วันอังคารที่ 2 ตุลาคม พ.ศ. 2555
Message From Kru Ekachai - October
Pros and Cons of Shifting Thai Academic Calendars
Changing the country’s semester periods for higher education to conform with universities in other ASEAN countries inevitably leads to vigorous debate. It’s now a hot topic for discussion among school practitioners, students and parents. Rectors of universities have attended several meetings to argue the pros and cons of modifying the academic calendars before the ASEAN Community materializes in 2015. There are valid reasons to support either side of this argument.
"Some ASEAN countries, namely Cambodia, Indonesia, Laos, Malaysia and Singapore already follow the international bi-semester system, with the first semester running from September to December and the second from January to May. Thailand is one of a few countries where academic calendars do not match the US system, which is becoming common in other parts of the world.", according to Suluck Lamubol. Traditionally, the first semester at Thai public universities runs from June to September, and the second semester from November to May.
After a recent meeting of universities rectors at Burapha University in Chon Buri province, they mutually agreed that the first semester of Thai academic year 2013-14 will be shifted from June to between August 15 or September 15 in preparation for the formation of the ASEAN Community in 2015. Moreover, Mathayom 6 ( Grade 12) students would have more time to prepare themselves for entering universities. Currently, they are required to take university admission tests before they finish education.
However, the representatives from Rajabhat Universities, formerly known as the teacher training school, insisted they would not change their semester periods next year. They fear it will have a negative impact on students and their parents.
According to the President of the Council of Rajabhat Universities of Thailand, the semester of Rajabhat universities should be in line with the Obec’s semester schedule because most Rajabhat students come from school overseen by the government agency.
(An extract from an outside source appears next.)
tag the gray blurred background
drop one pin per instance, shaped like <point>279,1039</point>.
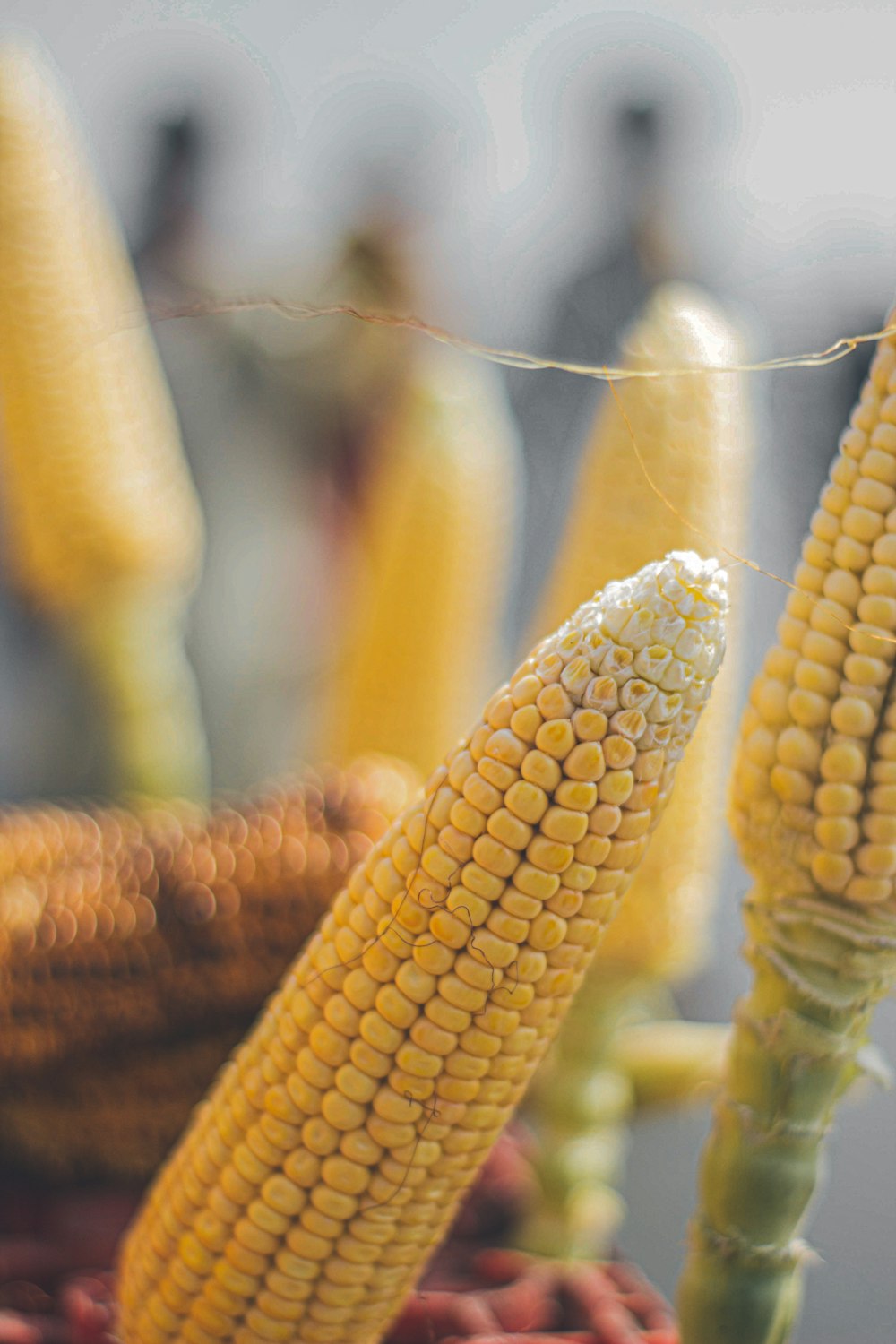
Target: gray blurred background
<point>541,164</point>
More importantly, all students at Rajabhat universities’ faculties of education are required to undergo teacher training in schools, so the timeframe of the teacher training and the universities’ semesters needed to correspond.
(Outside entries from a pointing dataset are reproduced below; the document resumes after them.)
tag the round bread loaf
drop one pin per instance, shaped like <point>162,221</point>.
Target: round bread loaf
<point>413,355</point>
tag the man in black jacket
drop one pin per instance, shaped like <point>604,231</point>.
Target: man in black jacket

In conclusion, both sides have presented valid reasons to support this argument. The change may draw more ASEAN students to enroll in our country’s universities. This will also help us keep pace with our neighbouring countries as well as the rest of the world. Nevertheless, other factors like geography, seasons, ways of life and culture should not be neglected because the issue is very sensitive and has a lot of impact on Thai society.